The tabular foundation model TabPFN was reported earlier this year in Nature. The tool seems to have a lot of excitement about it in the ML community due to its performance.
Is there any plan to incorporate TabPFN into the Tidymodels ecosystem? This would be easier to incorporate into existing codebases (compared to running TabPFN in Python separately or via reticulate).
Yes, before the end of the year. I made a package (feedback welcome) that uses reticulate. I did in conjunction with Prior labs and the plan was to transfer it to them but they have not responded.
The plain would be to:
determine what model to use (mlp() or its own model type)
send to cran.
There are a few small issues (one related to openMP) and another with their extension for ensembles which was not working for us (a few months ago).
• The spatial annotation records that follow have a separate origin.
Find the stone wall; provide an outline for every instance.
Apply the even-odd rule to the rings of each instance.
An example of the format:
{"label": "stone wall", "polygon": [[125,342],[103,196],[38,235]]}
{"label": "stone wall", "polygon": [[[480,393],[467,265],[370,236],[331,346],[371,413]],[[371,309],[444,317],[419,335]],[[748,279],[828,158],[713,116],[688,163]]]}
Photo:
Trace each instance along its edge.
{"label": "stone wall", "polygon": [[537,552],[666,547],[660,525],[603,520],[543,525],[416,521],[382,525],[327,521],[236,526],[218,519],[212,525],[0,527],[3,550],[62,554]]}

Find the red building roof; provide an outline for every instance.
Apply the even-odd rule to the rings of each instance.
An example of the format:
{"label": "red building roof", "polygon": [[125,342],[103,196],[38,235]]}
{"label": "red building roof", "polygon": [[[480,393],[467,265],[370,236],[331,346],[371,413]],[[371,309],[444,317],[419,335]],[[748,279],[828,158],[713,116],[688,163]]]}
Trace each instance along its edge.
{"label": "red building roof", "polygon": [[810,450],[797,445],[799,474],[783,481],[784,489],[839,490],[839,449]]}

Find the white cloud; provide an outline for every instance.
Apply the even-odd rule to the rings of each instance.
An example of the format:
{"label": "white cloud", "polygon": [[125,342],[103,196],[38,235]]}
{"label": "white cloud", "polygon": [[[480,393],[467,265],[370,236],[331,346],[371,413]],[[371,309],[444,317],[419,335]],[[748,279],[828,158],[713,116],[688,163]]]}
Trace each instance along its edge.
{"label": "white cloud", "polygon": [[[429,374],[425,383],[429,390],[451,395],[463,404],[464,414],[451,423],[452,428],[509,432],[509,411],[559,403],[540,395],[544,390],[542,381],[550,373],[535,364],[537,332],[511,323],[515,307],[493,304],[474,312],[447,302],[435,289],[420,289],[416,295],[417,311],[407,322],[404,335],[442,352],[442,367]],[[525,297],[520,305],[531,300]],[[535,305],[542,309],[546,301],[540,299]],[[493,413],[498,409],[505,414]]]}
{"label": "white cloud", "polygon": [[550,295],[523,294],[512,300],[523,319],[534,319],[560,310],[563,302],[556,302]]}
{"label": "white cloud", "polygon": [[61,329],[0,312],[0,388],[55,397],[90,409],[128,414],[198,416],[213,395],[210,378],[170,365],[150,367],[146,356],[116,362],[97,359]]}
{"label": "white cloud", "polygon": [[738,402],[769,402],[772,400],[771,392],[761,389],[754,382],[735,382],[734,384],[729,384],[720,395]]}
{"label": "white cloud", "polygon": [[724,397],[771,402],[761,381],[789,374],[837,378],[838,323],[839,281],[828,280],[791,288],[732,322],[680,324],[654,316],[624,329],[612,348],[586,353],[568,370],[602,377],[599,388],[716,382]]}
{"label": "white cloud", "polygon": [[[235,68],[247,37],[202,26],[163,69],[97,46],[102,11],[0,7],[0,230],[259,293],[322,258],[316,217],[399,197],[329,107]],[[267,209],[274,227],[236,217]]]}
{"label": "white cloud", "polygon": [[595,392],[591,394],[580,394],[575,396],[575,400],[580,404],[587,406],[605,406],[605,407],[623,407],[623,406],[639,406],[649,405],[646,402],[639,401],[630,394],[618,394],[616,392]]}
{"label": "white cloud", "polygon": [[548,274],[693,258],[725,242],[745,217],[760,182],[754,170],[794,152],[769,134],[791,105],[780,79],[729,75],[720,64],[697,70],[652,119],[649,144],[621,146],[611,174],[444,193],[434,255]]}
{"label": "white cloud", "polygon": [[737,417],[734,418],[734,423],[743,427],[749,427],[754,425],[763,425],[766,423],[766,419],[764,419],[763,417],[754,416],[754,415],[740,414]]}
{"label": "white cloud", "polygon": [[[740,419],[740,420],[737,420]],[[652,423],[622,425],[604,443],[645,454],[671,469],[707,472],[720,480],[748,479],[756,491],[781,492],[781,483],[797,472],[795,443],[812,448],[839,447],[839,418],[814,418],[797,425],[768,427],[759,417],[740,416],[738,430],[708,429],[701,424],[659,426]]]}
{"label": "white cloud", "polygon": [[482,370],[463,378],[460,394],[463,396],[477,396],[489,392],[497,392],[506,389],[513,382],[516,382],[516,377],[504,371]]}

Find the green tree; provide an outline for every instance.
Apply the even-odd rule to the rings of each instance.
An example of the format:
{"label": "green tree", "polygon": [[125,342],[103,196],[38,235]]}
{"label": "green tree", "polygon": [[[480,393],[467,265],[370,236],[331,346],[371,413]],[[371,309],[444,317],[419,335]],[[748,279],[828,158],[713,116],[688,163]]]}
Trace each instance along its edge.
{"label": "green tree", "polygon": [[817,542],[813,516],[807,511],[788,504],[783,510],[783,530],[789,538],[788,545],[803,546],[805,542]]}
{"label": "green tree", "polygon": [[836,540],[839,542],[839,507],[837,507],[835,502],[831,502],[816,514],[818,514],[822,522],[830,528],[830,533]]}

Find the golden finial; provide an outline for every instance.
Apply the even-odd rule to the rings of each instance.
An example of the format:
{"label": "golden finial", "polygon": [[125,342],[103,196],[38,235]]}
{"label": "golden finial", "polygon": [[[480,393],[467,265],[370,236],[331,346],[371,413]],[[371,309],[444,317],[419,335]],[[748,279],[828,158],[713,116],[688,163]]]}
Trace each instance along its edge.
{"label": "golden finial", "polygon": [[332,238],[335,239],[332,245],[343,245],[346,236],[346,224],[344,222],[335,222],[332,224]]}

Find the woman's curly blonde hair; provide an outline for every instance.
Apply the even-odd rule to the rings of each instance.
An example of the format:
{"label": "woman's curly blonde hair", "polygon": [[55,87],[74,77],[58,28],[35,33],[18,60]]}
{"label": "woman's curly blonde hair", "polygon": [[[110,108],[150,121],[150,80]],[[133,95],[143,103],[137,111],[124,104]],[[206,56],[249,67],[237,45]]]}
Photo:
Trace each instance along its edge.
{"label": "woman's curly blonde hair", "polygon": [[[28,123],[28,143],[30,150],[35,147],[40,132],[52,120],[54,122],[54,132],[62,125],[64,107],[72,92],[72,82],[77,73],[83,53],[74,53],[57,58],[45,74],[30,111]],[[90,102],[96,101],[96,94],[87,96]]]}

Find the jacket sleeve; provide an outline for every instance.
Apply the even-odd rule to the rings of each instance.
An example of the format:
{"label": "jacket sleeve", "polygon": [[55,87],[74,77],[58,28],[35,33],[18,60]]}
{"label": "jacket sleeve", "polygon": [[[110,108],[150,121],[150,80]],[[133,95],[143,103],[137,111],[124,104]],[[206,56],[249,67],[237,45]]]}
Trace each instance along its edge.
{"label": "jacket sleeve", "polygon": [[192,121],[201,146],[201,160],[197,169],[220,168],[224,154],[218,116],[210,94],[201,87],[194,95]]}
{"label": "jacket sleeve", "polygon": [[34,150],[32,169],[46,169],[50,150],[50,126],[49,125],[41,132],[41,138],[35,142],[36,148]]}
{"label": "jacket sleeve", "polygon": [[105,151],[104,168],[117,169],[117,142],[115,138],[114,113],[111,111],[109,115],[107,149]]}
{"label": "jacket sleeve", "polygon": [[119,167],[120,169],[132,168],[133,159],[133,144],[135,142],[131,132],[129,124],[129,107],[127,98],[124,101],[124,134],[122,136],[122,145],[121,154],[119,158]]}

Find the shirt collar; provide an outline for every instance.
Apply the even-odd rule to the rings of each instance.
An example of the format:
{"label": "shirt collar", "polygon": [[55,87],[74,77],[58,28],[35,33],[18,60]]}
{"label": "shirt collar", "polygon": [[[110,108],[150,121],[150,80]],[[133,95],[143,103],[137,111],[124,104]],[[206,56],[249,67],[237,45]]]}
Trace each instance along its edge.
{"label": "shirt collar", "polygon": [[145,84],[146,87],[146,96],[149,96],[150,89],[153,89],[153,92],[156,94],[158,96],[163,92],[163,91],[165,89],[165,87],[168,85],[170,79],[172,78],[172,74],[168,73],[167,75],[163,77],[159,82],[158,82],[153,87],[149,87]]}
The minimal reprex on that page worked for me, but in practice I never really could get TabPFN to work in R using reticulate in this way.
The primary issue is that I'm fitting lots of models, which causes R to abort due to the CPU strain. I remembered that the TabPFN GitHub recommends using GPUs. Configuring that was a pain, and in the end there were too many hang-ups for me to try and debug.
I will anxiously await the tidymodels integration. I look forward to something like set_engine("TabPFN") to make life a lot easier! Any considerations given to GPU acceleration will be much appreciated as well.